Die Europäische Union will Manipulation bei Wahlen verhindern und demokratische Prozesse schützen. Unsere Analyse zeigt: Ob die neue Verordnung über politische Werbung das halten kann, was sie verspricht, hängt vom Europäischen Parlament ab.
Die Europäische Union will erstmalig einheitliche Regeln für politische Online-Werbung einführen. Das Gesetz soll die politische Netzöffentlichkeit schützen und unlautere Manipulationen von Wahlen und Abstimmungen verhindern. Dabei geht es vor allem um zwei Punkte: Zum einen soll die Verordnung die Datennutzung für das Targeting politischer Werbung einschränken. Zum anderen soll sie verbindliche Transparenzvorgaben für politische Werbung etablieren.
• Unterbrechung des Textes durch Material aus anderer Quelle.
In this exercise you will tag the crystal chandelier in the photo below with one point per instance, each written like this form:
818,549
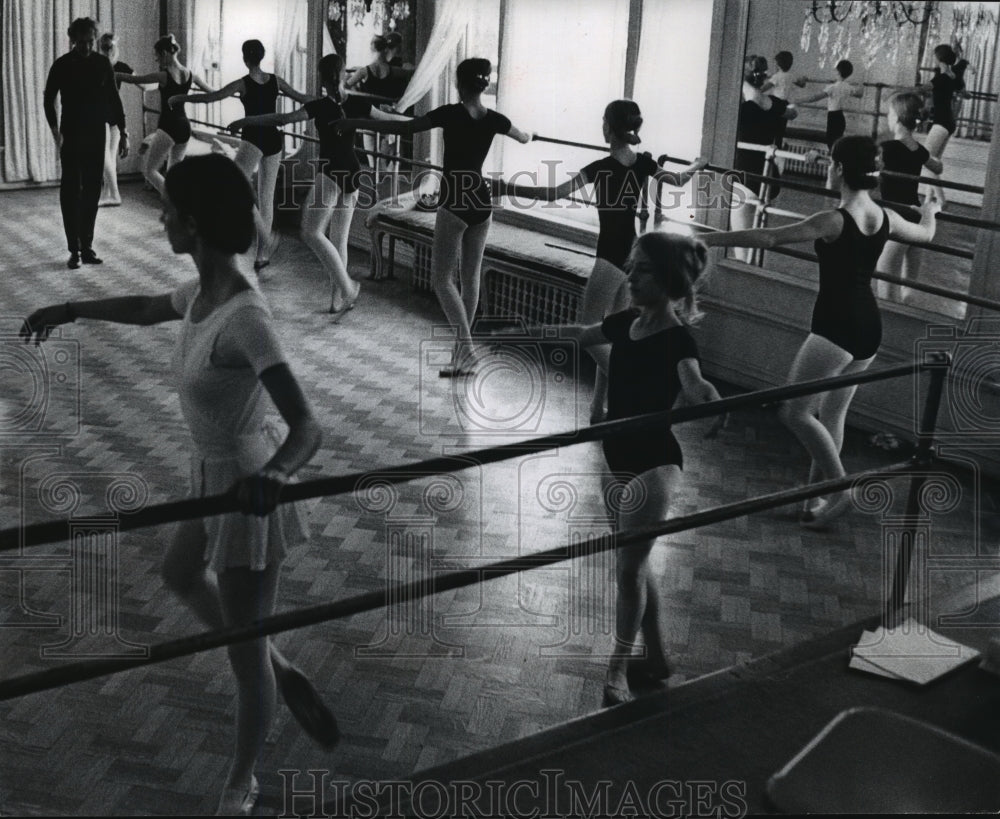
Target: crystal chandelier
880,29
385,12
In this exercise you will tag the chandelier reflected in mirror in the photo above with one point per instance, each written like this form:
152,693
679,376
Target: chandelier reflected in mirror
880,29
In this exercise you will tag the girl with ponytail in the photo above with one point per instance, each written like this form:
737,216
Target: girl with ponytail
619,180
463,219
653,360
846,328
173,129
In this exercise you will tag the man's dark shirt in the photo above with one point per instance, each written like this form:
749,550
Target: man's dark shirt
86,88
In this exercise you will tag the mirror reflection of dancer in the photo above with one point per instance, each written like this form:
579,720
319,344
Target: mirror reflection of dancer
88,97
173,129
761,122
463,219
903,154
619,181
110,196
846,324
261,146
335,186
654,360
226,567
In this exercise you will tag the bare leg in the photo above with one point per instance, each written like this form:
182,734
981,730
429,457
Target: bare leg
639,603
246,596
315,216
605,293
160,147
449,232
817,358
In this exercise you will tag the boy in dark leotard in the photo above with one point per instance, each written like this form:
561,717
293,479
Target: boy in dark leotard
620,181
173,130
463,219
260,147
654,359
903,154
846,327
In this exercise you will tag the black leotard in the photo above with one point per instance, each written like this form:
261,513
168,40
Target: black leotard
336,149
643,378
259,99
617,191
944,88
901,194
845,311
173,121
762,128
464,191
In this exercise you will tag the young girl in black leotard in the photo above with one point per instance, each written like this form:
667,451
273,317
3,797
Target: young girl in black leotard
903,154
619,181
846,325
260,149
653,360
466,210
173,130
335,187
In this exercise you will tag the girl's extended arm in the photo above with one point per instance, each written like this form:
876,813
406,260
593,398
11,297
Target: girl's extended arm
288,91
824,225
142,310
141,79
899,228
409,126
269,119
213,96
680,178
546,194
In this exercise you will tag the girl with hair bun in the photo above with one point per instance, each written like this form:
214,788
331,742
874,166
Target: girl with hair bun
260,147
466,210
619,180
903,154
654,359
761,122
846,326
173,129
110,196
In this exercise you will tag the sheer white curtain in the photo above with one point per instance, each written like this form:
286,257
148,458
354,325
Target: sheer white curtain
562,64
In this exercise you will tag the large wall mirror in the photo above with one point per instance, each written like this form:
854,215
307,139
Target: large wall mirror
895,52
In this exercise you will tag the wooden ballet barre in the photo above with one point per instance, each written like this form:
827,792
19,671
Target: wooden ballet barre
18,537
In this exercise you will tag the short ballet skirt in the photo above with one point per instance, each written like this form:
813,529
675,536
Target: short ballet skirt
238,540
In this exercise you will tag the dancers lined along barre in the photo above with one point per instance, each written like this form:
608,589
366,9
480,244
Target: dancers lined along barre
466,209
846,326
173,129
619,181
336,187
261,146
226,568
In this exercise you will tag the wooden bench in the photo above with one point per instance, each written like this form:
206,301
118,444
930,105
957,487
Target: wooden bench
525,274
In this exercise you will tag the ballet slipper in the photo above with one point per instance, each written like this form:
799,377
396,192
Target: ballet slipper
825,516
239,801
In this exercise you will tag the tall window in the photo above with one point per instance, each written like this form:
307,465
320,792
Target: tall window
562,62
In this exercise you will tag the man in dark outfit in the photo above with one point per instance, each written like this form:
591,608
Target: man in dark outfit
85,83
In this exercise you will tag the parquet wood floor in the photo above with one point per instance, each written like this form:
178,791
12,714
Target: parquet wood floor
425,681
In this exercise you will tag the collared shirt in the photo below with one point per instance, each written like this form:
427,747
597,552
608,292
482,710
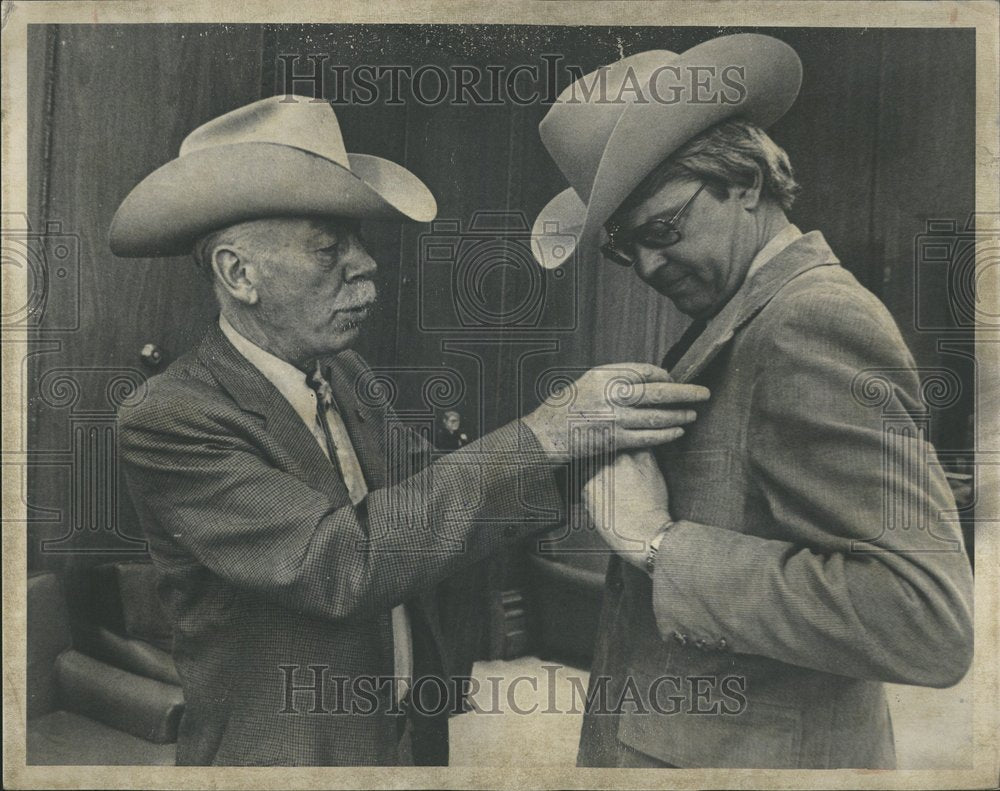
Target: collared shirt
291,383
775,245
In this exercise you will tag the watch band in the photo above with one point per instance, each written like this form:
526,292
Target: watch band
654,547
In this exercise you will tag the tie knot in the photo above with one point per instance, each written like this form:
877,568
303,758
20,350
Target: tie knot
319,382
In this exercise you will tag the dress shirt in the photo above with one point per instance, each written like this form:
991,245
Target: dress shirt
291,383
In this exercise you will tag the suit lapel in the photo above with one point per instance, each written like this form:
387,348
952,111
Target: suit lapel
805,253
253,393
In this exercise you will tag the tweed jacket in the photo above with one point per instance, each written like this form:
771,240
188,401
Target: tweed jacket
817,552
280,591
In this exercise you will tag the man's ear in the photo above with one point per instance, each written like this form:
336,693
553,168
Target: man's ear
235,276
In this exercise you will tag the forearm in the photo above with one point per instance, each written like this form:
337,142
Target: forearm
265,530
877,615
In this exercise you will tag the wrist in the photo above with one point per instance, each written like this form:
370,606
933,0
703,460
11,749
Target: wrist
654,546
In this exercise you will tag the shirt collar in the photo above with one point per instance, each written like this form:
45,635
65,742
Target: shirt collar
287,379
775,245
778,242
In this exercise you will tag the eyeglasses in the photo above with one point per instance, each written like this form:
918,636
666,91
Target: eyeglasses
654,235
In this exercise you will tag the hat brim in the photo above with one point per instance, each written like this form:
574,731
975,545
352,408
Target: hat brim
556,232
649,132
220,186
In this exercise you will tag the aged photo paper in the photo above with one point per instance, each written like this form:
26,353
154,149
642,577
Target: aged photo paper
541,394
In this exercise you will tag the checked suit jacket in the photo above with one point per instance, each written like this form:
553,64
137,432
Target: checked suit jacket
272,579
817,552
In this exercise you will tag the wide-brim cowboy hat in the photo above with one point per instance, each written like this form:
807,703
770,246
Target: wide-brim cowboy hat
280,156
606,133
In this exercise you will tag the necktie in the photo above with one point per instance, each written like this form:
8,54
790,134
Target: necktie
341,453
679,349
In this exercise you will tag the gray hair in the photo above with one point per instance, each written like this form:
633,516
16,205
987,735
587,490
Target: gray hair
727,154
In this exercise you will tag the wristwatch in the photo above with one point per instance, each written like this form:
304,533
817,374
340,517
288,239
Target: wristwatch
654,546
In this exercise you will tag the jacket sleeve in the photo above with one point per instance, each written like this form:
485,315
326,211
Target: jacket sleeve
863,573
205,492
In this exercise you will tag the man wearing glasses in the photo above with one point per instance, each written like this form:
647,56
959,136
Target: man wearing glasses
789,554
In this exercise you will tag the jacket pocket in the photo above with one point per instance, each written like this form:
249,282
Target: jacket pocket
761,736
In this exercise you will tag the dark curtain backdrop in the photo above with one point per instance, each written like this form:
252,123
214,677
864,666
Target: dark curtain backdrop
881,137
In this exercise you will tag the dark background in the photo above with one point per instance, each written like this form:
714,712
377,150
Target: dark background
881,137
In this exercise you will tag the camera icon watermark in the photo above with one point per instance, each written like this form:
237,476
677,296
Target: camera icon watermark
483,276
49,261
955,262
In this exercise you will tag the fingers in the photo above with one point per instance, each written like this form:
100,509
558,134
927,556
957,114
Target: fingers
629,418
646,438
637,372
671,393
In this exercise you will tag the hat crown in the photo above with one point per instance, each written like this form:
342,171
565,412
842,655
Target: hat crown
296,121
577,128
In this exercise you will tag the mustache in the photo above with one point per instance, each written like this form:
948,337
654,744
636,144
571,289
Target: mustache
361,295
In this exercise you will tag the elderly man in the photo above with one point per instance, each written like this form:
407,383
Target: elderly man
808,550
297,544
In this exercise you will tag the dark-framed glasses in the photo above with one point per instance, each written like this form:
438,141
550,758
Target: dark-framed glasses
654,235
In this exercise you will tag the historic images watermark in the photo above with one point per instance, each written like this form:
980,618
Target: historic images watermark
312,689
524,84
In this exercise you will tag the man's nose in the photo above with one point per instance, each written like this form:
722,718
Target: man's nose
647,262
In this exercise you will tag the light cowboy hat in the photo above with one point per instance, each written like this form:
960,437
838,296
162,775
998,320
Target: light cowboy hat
606,140
271,158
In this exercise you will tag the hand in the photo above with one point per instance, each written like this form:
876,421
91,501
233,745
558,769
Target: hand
628,503
628,405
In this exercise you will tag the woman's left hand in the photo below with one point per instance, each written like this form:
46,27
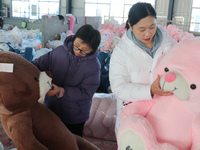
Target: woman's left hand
55,90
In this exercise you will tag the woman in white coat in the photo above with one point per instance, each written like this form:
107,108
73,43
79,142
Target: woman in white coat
134,58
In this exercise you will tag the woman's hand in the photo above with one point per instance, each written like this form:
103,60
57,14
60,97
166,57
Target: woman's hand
155,88
55,90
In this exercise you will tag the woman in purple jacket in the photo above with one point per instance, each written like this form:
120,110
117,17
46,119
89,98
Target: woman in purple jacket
76,77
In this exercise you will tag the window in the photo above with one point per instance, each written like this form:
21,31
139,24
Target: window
195,17
34,9
111,9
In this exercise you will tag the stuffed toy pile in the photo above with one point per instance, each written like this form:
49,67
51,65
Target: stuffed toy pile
167,122
29,124
28,53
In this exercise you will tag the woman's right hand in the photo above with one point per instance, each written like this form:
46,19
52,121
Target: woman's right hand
155,88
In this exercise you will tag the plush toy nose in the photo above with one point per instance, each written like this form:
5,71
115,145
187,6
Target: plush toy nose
170,77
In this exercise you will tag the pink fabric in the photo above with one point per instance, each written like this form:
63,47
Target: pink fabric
174,121
101,123
71,20
61,93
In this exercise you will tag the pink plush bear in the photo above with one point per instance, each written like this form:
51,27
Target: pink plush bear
167,122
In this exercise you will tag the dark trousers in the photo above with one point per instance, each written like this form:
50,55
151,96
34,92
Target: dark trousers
76,128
Die Zeit drängt. Bis zur nächsten Europawahl im Frühjahr 2024 sollen die Regeln gelten. Nachdem die EU-Kommission vor einem guten Jahr einen mäßig ambitionierten Aufschlag vorlegte, haben sich die Mitgliedstaaten im Rat der EU im Dezember positioniert. Sie wollen das Gesetz an manchen Stellen schwächen.
Nun sind alle Augen auf das Europäische Parlament gerichtet. Am Montag beschließt der federführende Ausschuss seine Position, bald darauf das gesamte Parlament. Für den anschließenden Trilog, in dem sich die drei Organe der EU auf einen Verordnungstext einigen müssen, bleibt nicht viel Zeit.
Warum die EU politische Werbung regulieren will
Anders als für politische Werbung im Fernsehen oder auf Plakaten gibt es für Kampagnen im Netz bislang kaum explizite gesetzliche Rahmenbedingungen. Die Regulierung politischer Kommunikation in Demokratien ist komplex, selbst wenn es nur um Werbung geht. Die Freiheit der Kommunikation ist schließlich ein hohes Gut.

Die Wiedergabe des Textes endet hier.